NEITHER THE SECURITIES AND EXCHANGE COMMISSION NOR ANY STATE SECURITIES COMMISSION HAS APPROVED OR DISAPPROVED OF THIS TRANSACTION, PASSED UPON THE MERITS OR FAIRNESS OF THIS TRANSACTION, OR PASSED UPON THE ADEQUACY OR ACCURACY OF THE DISCLOSURE IN THIS SCHEDULE 13E-3. ANY REPRESENTATION TO THE CONTRARY IS A CRIMINAL OFFENSE.



TABLE OF CONTENTS

Item 1. SUMMARY TERM SHEET  
Item 2. SUBJECT COMPANY INFORMATION  
Item 3. IDENTITY AND BACKGROUND OF FILING PERSON  
Item 4. TERMS OF THE TRANSACTION  
Item 5. PAST CONTACTS, TRANSACTIONS, NEGOTIATIONS AND AGREEMENTS  
Item 6. PURPOSES OF THE TRANSACTION AND PLANS OR PROPOSALS  
Item 7. PURPOSES, ALTERNATIVES, REASONS AND EFFECTS  
Item 8. FAIRNESS OF THE TRANSACTION  
Item 9. REPORTS, OPINIONS, APPRAISALS AND NEGOTIATIONS
Item 10. SOURCE AND AMOUNTS OF FUNDS OR OTHER CONSIDERATION  
Item 11. INTEREST IN SECURITIES OF THE SUBJECT COMPANY  
Item 12. THE SOLICITATION OR RECOMMENDATION  
Item 13. FINANCIAL STATEMENTS  
Item 14. PERSONS/ASSETS RETAINED, EMPLOYED, COMPENSATED OR USED  
Item 15. ADDITIONAL INFORMATION  
Item 16. EXHIBITS

 

EX-99.C.1

EX-99.C.2

EX-99.C.3

EX-99.C.4

EX-99.C.5

EX-99.C.6

EX-99.C.7

EX-99.C.8

EX-99.C.9

EX-99.C.10

EX-99.C.12

 



INTRODUCTION

This Amendment No. 1 to Schedule 13E-3 Transaction Statement on Schedule 13E-3 amends and supplements the Transaction Statement on Schedule 13E-3, together with the exhibits hereto (as so amended and supplemented, the “Schedule 13E-3” or the “Transaction Statement”) filed on February 5, 2014 by (1) American Financial Group, Inc., an Ohio corporation (“AFG”), and (2) Great American Insurance Company, an Ohio corporation and a direct wholly-owned subsidiary of AFG (“Purchaser”) (collectively, the “Filing Persons”). This Transaction Statement relates to the tender offer by Purchaser to purchase all the outstanding shares of common stock, par value $0.01 per share (the “Shares”), of National Interstate Corporation, an Ohio corporation (“National Interstate”), other than Shares owned by Purchaser, at a purchase price of $30.00 per Share, net to the seller in cash, without interest and less any applicable withholding of taxes, upon the terms and subject to the conditions set forth in the Offer to Purchase, dated February 5, 2014 (as amended and supplemented by the Amended and Restated Offer to Purchase, dated February 21, 2014, and as may be amended or supplemented from time to time, the “Offer to Purchase”), and the related Amended and Restated Letter of Transmittal (as may be amended or supplemented from time to time, the “Letter of Transmittal”) (which, as amended or supplemented from time to time, together constitute the “Offer”).
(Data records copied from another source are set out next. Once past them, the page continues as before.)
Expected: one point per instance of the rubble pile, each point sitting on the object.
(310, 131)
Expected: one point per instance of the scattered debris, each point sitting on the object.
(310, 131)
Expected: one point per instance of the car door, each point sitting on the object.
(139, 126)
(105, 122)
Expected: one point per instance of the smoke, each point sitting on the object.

Under the rules governing “going private” transactions, AFG, Purchaser, and National Interstate are deemed to be engaged in a “going private” transaction and are therefore required to, among other things, express their reasons for the transactions described in the Offer to Purchase, a copy of which is filed as Exhibit (a)(1)(vii) of the Amendment No. 2 to Schedule TO dated February 21, 2014 and their views as to the fairness of the transactions to National Interstate’s unaffiliated shareholders. The Filing Parties make the statements in this Transaction Statement, solely for the purpose of complying with the requirements of Rule 13e-3 and related rules under the Exchange Act.
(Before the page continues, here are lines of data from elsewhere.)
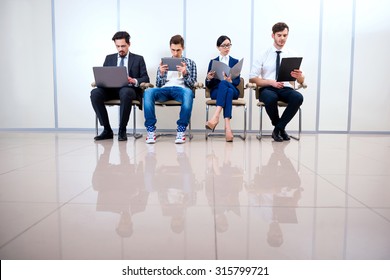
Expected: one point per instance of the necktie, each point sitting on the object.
(277, 64)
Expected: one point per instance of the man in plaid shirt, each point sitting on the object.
(172, 85)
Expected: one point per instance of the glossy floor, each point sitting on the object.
(63, 196)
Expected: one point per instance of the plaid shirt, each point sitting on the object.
(189, 79)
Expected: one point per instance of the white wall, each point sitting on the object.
(49, 47)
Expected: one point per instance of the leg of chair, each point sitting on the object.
(135, 134)
(299, 126)
(207, 118)
(189, 131)
(245, 116)
(260, 134)
(96, 126)
(243, 137)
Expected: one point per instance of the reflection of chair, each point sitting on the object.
(135, 103)
(261, 105)
(174, 103)
(240, 102)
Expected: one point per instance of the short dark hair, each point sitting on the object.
(221, 39)
(176, 40)
(122, 35)
(278, 27)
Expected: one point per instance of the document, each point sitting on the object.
(172, 62)
(220, 68)
(287, 65)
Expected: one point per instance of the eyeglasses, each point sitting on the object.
(227, 46)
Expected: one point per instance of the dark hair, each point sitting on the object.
(278, 27)
(122, 35)
(221, 39)
(176, 40)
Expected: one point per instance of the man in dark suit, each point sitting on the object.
(137, 74)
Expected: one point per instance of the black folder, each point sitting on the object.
(287, 65)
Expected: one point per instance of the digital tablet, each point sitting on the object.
(287, 65)
(172, 62)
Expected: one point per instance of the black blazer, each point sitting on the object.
(213, 83)
(136, 67)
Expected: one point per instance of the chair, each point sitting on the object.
(174, 103)
(135, 104)
(240, 102)
(261, 105)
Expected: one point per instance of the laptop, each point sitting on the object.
(110, 76)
 The information contained in the Solicitation/Recommendation Statement on Schedule 14D-9 filed by National Interstate with the Securities and Exchange Commission (“SEC”) on February 19, 2014 (as may be amended or supplemented from time to time, the “Schedule 14D-9”), a copy of which is attached hereto as Exhibit (a)(1)(xii) and the information contained in the Tender Offer Statement filed on Schedule TO with the SEC on February 5, 2014, as amended and supplemented by Amendments No. 1 and 2 (as so amended and supplemented, the “Schedule TO”), copies of which are attached hereto as Exhibits (a)(1)(xv) and (a)(1)(xvi), respectively, is incorporated by reference, and the responses to each item in this Schedule 13E-3 are qualified in their entirety by the information contained in the Schedule 14D-9 and the Schedule TO. All information contained or incorporated by reference in this Transaction Statement concerning any of the Filing Persons has been provided by such Filing Person and none of the Filing Persons takes responsibility for the accuracy of any information not supplied by such Filing Person.
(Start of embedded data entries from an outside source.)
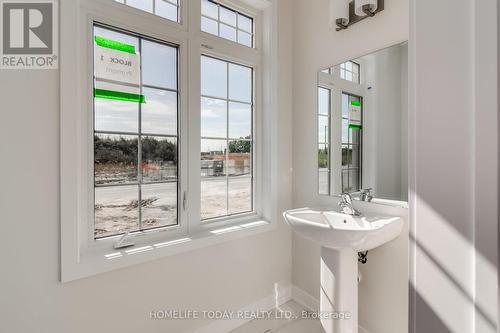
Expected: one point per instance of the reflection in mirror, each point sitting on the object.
(362, 126)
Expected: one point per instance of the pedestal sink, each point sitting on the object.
(341, 238)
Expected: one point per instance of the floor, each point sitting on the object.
(282, 323)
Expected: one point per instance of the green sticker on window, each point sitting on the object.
(112, 44)
(119, 96)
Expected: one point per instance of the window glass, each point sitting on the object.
(213, 77)
(168, 9)
(226, 145)
(226, 23)
(135, 133)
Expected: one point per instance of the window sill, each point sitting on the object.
(93, 262)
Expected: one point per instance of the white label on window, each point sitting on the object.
(118, 66)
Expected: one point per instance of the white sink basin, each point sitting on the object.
(341, 238)
(339, 231)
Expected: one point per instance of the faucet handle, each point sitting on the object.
(346, 197)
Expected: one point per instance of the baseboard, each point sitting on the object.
(305, 299)
(279, 297)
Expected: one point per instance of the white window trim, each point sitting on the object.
(81, 255)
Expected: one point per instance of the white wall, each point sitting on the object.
(317, 46)
(454, 165)
(32, 299)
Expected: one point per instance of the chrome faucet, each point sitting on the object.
(365, 195)
(345, 205)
Concurrent with the filing of this Transaction Statement, on February 21, 2014, AFG and Purchaser filed Amendment No. 2 to the Tender Offer Statement on Schedule TO in connection with the Offer.

The cross references below are being supplied pursuant to General Instruction G to Schedule 13E-3 and show the location in the Offer to Purchase of the information required to be included in response to the items of Schedule 13E-3. The information contained in the Schedule TO, including all annexes thereto, is incorporated by reference herein, and the responses to each Item in this Transaction Statement are qualified in their entirety by the information contained in Schedule TO and the annexes thereto. All information contained or incorporated by reference in this Transaction Statement concerning any of the Filing Persons has been provided by such Filing Person and none of the Filing Persons takes responsibility for the accuracy of any information not supplied by such Filing Person.

Item 1. SUMMARY TERM SHEET.

The information set forth in the Offer to Purchase under the caption “Summary Term Sheet” is incorporated herein by reference.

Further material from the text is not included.